In terms of financing and liquidity, as it said in its full-year results on 3 March, as at 31 December, its net debt was £213m on a bank covenant IAS 17 basis, equating to a net debt-to-EBITDA ratio of 1.2x, compared to its covenant limit of 3.0x.
The company said it had “substantial” borrowing facilities available to it, saying that as at the end of March, the group had undrawn committed and uncommitted borrowing facilities totalling £238m, comprising £167m of the unutilised portion of its £375m revolving credit facility, £29m of other undrawn committed borrowing facilities, and undrawn uncommitted borrowing facilities of £42m, as well as cash and cash equivalents of £87m.
At the end of March, its net debt was £251m on a bank covenant IAS 17 basis, equating to a net debt-to-EBITDA ratio of 1.3x, with the board saying the firm’s liquidity position remained under constant review.
“It remains too early to provide earnings guidance in relation to the remainder of the current financial year.
“We will continue to monitor external events, manage the situation closely and update the market as appropriate.”

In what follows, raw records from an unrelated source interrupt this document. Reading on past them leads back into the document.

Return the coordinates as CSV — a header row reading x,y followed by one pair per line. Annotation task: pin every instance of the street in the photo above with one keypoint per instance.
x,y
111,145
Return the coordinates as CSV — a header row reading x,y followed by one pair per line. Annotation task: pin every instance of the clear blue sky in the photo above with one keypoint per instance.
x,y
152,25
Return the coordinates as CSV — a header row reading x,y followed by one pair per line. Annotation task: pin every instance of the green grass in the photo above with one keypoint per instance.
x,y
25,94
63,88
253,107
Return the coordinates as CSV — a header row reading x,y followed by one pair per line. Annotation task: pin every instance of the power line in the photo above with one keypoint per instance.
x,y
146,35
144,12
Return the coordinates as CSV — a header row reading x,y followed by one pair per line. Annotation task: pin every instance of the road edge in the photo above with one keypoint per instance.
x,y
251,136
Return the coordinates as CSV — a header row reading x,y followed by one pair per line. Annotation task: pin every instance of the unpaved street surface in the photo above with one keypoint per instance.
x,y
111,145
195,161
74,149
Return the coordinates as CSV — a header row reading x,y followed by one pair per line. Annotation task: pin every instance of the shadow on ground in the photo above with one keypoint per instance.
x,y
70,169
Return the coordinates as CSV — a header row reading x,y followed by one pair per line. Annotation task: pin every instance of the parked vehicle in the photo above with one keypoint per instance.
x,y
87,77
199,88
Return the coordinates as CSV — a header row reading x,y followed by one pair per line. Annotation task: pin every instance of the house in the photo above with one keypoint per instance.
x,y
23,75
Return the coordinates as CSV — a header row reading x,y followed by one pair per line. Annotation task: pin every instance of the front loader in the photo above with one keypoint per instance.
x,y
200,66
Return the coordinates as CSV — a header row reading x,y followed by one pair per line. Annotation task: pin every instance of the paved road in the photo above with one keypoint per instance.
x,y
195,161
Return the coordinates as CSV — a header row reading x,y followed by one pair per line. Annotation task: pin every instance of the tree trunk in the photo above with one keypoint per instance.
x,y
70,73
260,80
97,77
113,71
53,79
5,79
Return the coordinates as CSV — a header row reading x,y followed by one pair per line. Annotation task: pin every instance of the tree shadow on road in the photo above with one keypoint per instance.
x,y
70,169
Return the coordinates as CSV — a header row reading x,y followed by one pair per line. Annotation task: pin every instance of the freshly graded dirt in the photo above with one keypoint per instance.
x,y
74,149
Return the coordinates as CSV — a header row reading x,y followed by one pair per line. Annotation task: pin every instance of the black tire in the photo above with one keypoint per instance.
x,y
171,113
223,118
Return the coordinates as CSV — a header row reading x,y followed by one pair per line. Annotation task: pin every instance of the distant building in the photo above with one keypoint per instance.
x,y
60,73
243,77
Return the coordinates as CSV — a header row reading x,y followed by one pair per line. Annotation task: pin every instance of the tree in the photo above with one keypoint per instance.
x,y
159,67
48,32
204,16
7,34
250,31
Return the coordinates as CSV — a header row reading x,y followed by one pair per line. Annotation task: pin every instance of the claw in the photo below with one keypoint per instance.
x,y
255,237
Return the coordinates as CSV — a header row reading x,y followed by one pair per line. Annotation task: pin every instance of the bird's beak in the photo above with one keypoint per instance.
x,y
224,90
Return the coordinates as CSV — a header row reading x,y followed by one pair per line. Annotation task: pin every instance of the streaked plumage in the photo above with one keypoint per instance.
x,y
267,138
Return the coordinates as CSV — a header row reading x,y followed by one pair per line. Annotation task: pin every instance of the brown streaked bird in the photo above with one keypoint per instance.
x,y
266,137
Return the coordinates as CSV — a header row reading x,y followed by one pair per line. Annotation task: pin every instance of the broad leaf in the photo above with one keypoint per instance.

Keller also announced the sale of its Brazilian entity Tecnogeo on Wednesday, and its successful exit from the Brazilian market, as part of its previously-announced phased withdrawal from South America.
The sale was for a total cash consideration of BRL15m (£2.3m), with unconditional payments totalling BRL10m (£1.5m) in 2020 and a final payment of BRL5m (£0.8m) deferred until 2021.
It said the sale would result in a small non-underlying loss on disposal for the group.
“Whilst Keller benefits from a strong financial position, in light of the market uncertainty arising from Covid-19, the board will keep the appropriateness of paying the final dividend under review until the rescheduled annual general meeting, with a final decision dependant on the prevailing circumstances at the time,” the board said.
“As the group's proposed final dividend for 2019 of 27.4p per share, which was due to be paid on 26 June 2020, requires approval at the annual general meeting, the postponement of the meeting means the approval of this final dividend to shareholders will also be postponed accordingly.”
At 1506 BST, shares in Keller Group were up 7.68% at 603p.